– Это правда? – спросила я.
Он сердито посмотрел на меня.
– Все, что я говорю и делаю, – правда. Особенно мои картины.
Выждав секунду, я сказала:
– Я родилась в Нью-Йорке, в апреле 1924 года.
– И каким было ваше первое слово?
Он не обратил внимания на дату, но я заронила зерно сомнения.
– «Мама». Расскажите о вашем детстве.
Мы беседовали целый час. Пикассо рассказал мне о своих первых уроках рисования под руководством отца, о голубях на площади, которым кидал хлебные крошки, о ранних переездах туда и обратно между Испанией и Парижем, прежде чем он приобрел известность, о люде в умывальнике его первой студии в Бато-Лавур на Монмартре, о друзьях – Апполинере, Гри и Лео Стайне, который познакомил его со своей сестрой Гертрудой… Он рассказал о кубистской картине «Авиньонские девицы», положившей начало так называемому современному искусству, и о собственной реакции на этот исходный пункт движения авангардизма. Это композиция из пяти обнаженных женщин в разных позах и в двухмерной проекции с опасными остроугольными формами. Их лица бесстрастны и похожи на маски. Это одно из самых ранних – возможно, первое – произведений искусства, вдохновленных африканской традиционной живописью. А поскольку африканское искусство стало предметом восхищения, люди начали пересматривать свое отношение к создателям первобытного искусства из древних народов, которым в Америке отказывали в обслуживании за стойками кафе и сажали на задние места в автобусах. К тем, в защиту прав которых устраивал демонстрации профессор Гриппи. С помощью своей живописи Пикассо способствовал началу движения за гражданские права за десятилетия до его расцвета.
– Для меня эта ранняя живопись была чем-то вроде экзорцизма, – сказал он. – Способом избавления от прошлого – его правил – и академических требований. Матисса это раздражало. Хороший признак, вам не кажется? Он считал, что я потешаюсь над модернистским движением. Ха!
Пикассо сделал выразительный и пренебрежительный жест.
Как и у многих людей, сталкивающихся со старостью, его воспоминания были обращены к самым ранним годам, когда все было возможным, а не к последним, когда все тропы были нанесены на карты. Но мне особенно хотелось услышать воспоминания об одном годе.
– Расскажите о том лете в Антибе, – попросила я. – В своей статье я хочу сосредоточиться на этом времени. Думаю, о нем писали редко.

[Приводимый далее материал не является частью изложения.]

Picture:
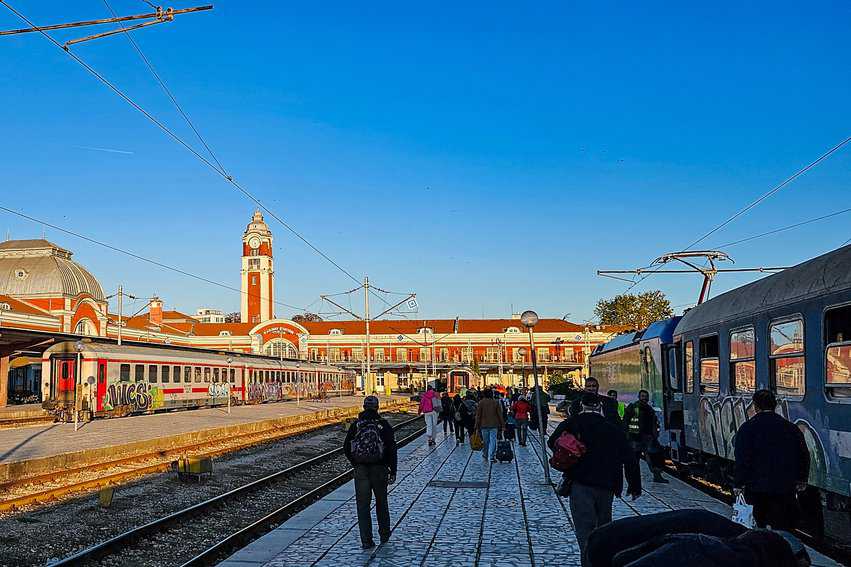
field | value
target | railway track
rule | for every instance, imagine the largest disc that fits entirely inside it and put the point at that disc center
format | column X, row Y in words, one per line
column 204, row 522
column 129, row 468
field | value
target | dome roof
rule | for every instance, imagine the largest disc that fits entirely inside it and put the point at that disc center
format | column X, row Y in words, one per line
column 39, row 268
column 258, row 225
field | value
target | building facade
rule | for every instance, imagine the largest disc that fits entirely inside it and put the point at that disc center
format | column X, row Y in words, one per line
column 42, row 289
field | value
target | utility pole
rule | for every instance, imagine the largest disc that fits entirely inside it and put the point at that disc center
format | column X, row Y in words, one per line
column 368, row 385
column 120, row 311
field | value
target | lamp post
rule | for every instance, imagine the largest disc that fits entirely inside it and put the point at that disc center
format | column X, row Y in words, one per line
column 78, row 346
column 529, row 320
column 227, row 381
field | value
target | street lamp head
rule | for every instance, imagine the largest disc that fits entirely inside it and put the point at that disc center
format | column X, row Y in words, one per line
column 529, row 318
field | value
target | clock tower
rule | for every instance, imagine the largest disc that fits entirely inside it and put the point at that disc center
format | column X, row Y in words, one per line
column 258, row 274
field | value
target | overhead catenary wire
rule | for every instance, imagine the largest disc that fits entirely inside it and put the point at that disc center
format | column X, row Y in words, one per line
column 754, row 203
column 170, row 133
column 138, row 256
column 785, row 228
column 163, row 86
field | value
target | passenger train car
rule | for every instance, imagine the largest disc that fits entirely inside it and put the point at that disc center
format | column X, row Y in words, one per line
column 118, row 380
column 789, row 332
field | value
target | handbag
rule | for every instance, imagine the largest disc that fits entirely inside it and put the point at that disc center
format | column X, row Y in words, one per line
column 568, row 450
column 743, row 512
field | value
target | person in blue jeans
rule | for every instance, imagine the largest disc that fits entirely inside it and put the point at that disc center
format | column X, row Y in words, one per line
column 489, row 420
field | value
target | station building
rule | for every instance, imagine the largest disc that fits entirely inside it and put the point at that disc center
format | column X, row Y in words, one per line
column 43, row 289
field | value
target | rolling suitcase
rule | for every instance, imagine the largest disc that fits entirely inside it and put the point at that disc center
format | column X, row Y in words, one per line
column 504, row 452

– Я провел много летних сезонов в Антибе и на юге Франции в целом. А теперь остаюсь здесь и зимой. Не люблю парижскую зиму – здешний свет гораздо лучше.
– Тысяча девятьсот двадцать третий год. Вы рисовали и писали много пляжных пейзажей, мужчин и женщин в неоклассическом стиле. И думаю, тогда вы работали над картиной под названием «Влюбленные».
– После войны… Ее еще называли Великой войной. Кубизм умер, потому что выглядел слишком по-немецки. Он напоминал людям не о том, о чем они забыли, а о том, что мы не хотели видеть или рисовать. Гнев. Поэтому да – неоклассицизм, хотя это неточное название. Определения похожи на коробки, которые нужно ломать.
Он отошел от стола и встал перед лучом света, который привлек его внимание. Провел рукой через пылинки, оставляя узор среди них. Я смотрела, держа открытый блокнот на коленях. Внезапно он повернулся, взял меня за руку и потащил к другому рабочему столу с готовыми образцами.
– Посмотрите! – сказал он. – Вот что вам нужно делать. Смотрите! Вы слишком много говорите, просите меня слишком много говорить. Что вы думаете?
Он выбрал сосуд с нарисованным женским лицом: огромные черные глаза и ресницы, которые, как лучи, расходились в разные стороны, словно на детском рисунке солнца.
Мой французский не дотягивал до нужного уровня, и я старалась найти прилагательные для описания мощи предмета, который он держал в руках. Я старалась, но на ум приходили только школьные слова.
– Сила, – сказала я. – Древнее. Современное. И то, и другое. Одна женщина и все женщины.
– Да, – он кивнул с довольным видом. – А это?
Пикассо прошел через студию, выбирая один предмет за другим и спрашивая, что я вижу. Он предлагал описывать первую реакцию, а не думать. Иногда его голос был добрым, иногда – нетерпеливым из-за моей медлительности.
– Искусство не для мозга, – сказал он. – Оно для чувств и сновидений. Думаю, сегодня ночью вы хорошо выспитесь. А они, – он широко взмахнул рукой, – предназначены для того, чтобы у каждого был свой материал для сновидений, для напоминания о забытых вещах. Чтобы находить то, что утрачено. Это не игрушки для богачей.